The cost of energy consumption, which depends on the type of lamps and the intensity of light in the growth chambers, is an important economic determinant in in vitro cultures. Lighting with standard lamps and the associated cooling energy to remove the wasted heat is the highest cost factor in a culture room. Lighting represents 65% of the entire energy consumption in a culture room when illuminating the in vitro cultures with fluorescent lamps [28]. Additionally, the power requirements of LED lamps are 10–100 times lower than those of conventional lighting sources [19]. The highest optimal PPFD for particular species will allow the best utilization of light by plants and prepare them for intense irradiance of sunlight after acclimatization. Excessively high light intensities adversely affect photomorphogenesis and cause financial losses associated with unnecessary energy consumption, for example, in the form of emitting inefficient light [61]. Each LED panel used in our research consumed the following amount of watts (W) per hour: LED 40 ⇒ 23 W; LED 80 ⇒ 43 W; LED 120 ⇒ 62 W; and control Fl 40 ⇒ 124 W. This was determined by referring the obtained results to 1 m² of cultivation area in the growth chamber and a 42-day culture cycle where the energy consumption was: LED 40 ⇒1344 W; LED 80 ⇒ 2508 W; LED 120 ⇒ 3617 W; Fl 40 ⇒ 7233 W. This means that LEDs use five times less electrical energy compared to fluorescent lamps with the same intensity level (40 μmol m⁻² s⁻¹). At a three-fold increase in PPFD (120 μmol m⁻² s⁻¹), the power consumption was half that compared to the control fluorescent lamps. Low energy consumption was also influenced by LED spectrum (red and blue at a ratio of 7:3, respectively), because red LEDs consumed less energy and generated higher economic efficiency compared to blue LEDs at the same level of intensity [55].

4. Conclusions

• The usage of combination of red (70%) and blue (30%) LEDs in specific light intensities (40–120 µmol m⁻² s⁻¹) and different BA concentration in the media (1–5 µM) could be an effective and economical tool for modifying the potency of gerbera shoot multiplication and for controlling plant morphometry and photosynthetic pigment content.

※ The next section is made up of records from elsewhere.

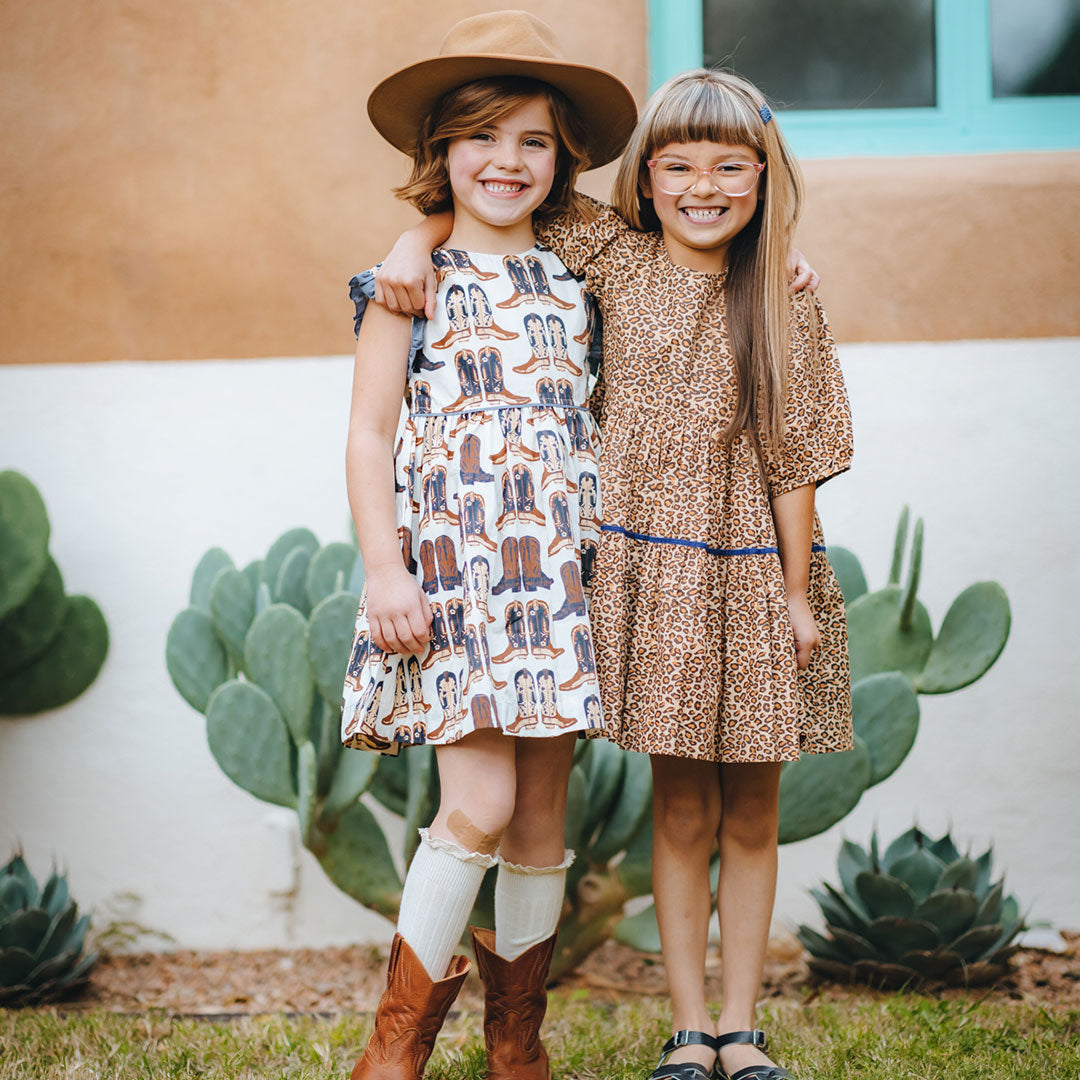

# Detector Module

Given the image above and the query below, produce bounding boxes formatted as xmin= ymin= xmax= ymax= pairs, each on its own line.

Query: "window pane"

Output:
xmin=702 ymin=0 xmax=936 ymax=110
xmin=991 ymin=0 xmax=1080 ymax=97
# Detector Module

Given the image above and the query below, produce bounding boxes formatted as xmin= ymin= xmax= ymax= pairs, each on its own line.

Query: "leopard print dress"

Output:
xmin=535 ymin=203 xmax=854 ymax=763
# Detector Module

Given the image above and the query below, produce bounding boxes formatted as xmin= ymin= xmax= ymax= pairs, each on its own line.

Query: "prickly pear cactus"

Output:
xmin=0 ymin=471 xmax=109 ymax=715
xmin=165 ymin=530 xmax=404 ymax=914
xmin=0 ymin=854 xmax=98 ymax=1005
xmin=167 ymin=527 xmax=658 ymax=978
xmin=777 ymin=507 xmax=1011 ymax=844
xmin=799 ymin=826 xmax=1026 ymax=987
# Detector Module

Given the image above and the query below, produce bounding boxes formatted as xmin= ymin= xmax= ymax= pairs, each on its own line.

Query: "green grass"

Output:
xmin=2 ymin=995 xmax=1078 ymax=1079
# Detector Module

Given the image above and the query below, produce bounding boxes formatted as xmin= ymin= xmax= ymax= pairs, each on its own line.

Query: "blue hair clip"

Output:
xmin=759 ymin=104 xmax=773 ymax=124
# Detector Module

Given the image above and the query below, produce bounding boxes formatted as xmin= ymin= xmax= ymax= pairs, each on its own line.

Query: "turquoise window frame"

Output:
xmin=648 ymin=0 xmax=1080 ymax=157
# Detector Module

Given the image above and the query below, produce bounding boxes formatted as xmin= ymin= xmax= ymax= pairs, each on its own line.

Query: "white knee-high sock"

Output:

• Cytokinin in the media influenced the shoot propagation of gerbera; with the increase BA concentration, the shoot multiplication rate intensified in all light intensities. A PPFD of 80 µmol m⁻² s⁻¹ and 5 µM BA is suggested as efficient for shoot propagation and economically viable simultaneously.
• A PPFD of 120 µmol m⁻² s⁻¹ decreased plantlet height. The interaction between light intensities and BA concentration was observed in terms of the effect on plant height. With PPFD 80 µmol m⁻² s⁻¹, a decreased concentration of BA (1 µM) enhanced the plantlet height, unlike with PPFD 40 µmol m⁻² s⁻¹, where the highest plants were noted with 5 µM BA in media.
• PPFD of 120 µmol m⁻² s⁻¹ increased some leaf parameters: blade area and width, and circularity and elongation ratios; the shape ratio decreased with an increasing light intensity.
• The dry weight content decreased with increasing cytokinin concentration, and the largest was observed in shoots multiplicated on media with 1 µM BA under PPFD µmol 120 m⁻² s⁻¹ and under control fluorescent lamps.
• PPFD 80 µmol m⁻² s⁻¹ increased the photosynthetic pigment content in the leaves in comparison to the standard intensity of light. Increased BA concentration raises the content of chlorophyll a.